Global Variables Considered Harmful

W.A. Wulf, M. Shaw; Global Variables Considered Harmful, ACM SIGPLAN Notices 8:2, Feb 1973, pp. 80-86

Considered by many to be one of the classic papers of computer science. Nowadays seems obvious - global variables enjoy a reputation only slightly better than that of the infamous GoTo statement. I still use 'em occasionally, but cringe whenever I do.

However, the interesting thing about this paper is that it claims to skewer one prominent language feature - with an effect similar to that of GlobalVariables - embraced by many here on WardsWiki - LexicalScoping, as found in languages such as PascalLanguage, AlgolLanguage, and, more importantly, LispLanguage (and to a lesser extent, SmalltalkLanguage).

In fact, the arguments in the paper are really targeted at NestedScopes; they apply equally (or more forcefully) to DynamicScoping combined with NestedScopes.

In any case, the paper gives four main arguments:

  1. Side effects. Just like with globals; functions modifying variables other than their own locals can cause surprises of all sorts; if pass-by-reference is used then aliasing can occur when it isn't expected.

  2. Indiscriminate access. The programmer cannot prevent sub-procedures from modifying the values of a local variable's procedures.

  3. Vulnerability. New declarations may be interposed between when a variable is declared in an outer scope and when it is used in an inner scope.

  4. No overlapping definitions. It is difficult to control shared access to variables.

This paper is outdated; nested lexical scoping is considered a very desirable feature these days. Here are counterarguments to each of the points above:

Side effects: Some languages have "final" or immutable variables. In that case, accessing only final variables in outer scopes (either as a coding convention, or enforced by the language) would eliminate any concerns about "surprising" side effects. Note that nested lexical scoping is also applicable to PureFunctionalLanguages, in which all variables are immutable.

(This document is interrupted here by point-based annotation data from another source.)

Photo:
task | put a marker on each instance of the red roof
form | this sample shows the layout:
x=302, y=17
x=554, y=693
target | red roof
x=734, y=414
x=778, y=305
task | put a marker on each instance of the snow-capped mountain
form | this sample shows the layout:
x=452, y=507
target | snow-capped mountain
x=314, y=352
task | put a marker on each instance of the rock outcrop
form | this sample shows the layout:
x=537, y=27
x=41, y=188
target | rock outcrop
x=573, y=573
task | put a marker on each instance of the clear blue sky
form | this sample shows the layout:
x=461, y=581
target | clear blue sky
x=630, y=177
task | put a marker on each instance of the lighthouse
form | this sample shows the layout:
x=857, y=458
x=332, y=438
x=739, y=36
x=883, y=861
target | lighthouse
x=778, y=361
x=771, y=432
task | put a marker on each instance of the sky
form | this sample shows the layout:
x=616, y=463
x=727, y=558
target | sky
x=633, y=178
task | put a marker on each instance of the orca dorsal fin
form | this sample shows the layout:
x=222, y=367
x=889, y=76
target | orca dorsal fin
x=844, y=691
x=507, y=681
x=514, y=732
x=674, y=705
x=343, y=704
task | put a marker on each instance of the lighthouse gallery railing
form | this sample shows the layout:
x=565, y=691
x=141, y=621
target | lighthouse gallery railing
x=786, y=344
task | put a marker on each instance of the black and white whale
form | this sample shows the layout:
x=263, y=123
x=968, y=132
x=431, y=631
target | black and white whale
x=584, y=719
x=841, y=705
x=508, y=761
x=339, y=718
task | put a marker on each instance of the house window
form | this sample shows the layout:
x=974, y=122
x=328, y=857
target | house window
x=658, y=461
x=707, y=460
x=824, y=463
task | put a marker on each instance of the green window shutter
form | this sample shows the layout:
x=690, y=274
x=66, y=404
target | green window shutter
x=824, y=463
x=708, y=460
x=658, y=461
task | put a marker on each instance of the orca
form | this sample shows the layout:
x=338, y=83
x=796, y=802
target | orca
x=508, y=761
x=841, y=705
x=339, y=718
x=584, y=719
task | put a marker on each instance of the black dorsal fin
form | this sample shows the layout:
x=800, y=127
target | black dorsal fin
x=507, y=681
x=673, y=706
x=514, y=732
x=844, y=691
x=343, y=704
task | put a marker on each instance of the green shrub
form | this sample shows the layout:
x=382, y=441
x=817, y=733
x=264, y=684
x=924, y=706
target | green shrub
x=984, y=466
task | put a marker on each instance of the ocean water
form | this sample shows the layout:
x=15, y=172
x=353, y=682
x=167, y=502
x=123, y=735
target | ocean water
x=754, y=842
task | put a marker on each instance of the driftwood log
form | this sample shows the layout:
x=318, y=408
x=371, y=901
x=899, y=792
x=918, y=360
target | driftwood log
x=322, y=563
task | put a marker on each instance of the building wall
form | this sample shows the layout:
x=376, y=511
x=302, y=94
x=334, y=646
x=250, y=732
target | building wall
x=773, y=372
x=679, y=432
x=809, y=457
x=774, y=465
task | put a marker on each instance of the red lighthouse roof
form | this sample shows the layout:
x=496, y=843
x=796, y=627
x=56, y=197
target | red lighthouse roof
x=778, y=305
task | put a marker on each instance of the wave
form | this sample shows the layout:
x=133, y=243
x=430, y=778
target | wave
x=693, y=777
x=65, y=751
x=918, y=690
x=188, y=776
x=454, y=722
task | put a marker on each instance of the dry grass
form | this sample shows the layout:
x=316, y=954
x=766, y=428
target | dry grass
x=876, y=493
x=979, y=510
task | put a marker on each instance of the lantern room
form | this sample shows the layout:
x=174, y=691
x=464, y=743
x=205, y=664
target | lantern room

The point about pass-by-reference is largely irrelevant since very few modern programming languages use pass-by-reference. (Languages that pass "references" by value are not pass-by-reference.)

[Huh? Pass-by-reference ALWAYS requires passing a reference by value. That's how it works. The question is whether the referenced object is a COPY of the caller's object, or an ALIAS for the user's value. Most modern languages pass by reference for non-primitive types.]

Indiscriminate access: Essentially a repetition of point 1, and the same counterargument applies.

Vulnerability: "New declarations may be interposed between when a variable is declared in an outer scope and when it is used in an inner scope." So DontDoThat. This is not difficult to avoid, and it would be easy for a compiler to warn about this situation (it should not be an error).

Note that any rule other than accessing the "innermost" declaration of a variable, would change the meaning of a code fragment if it is moved to another context, and some local variable coincidentally shadows a variable in an outer scope. In any case, variables can and should be renamed in cases where shadowing makes a program too confusing.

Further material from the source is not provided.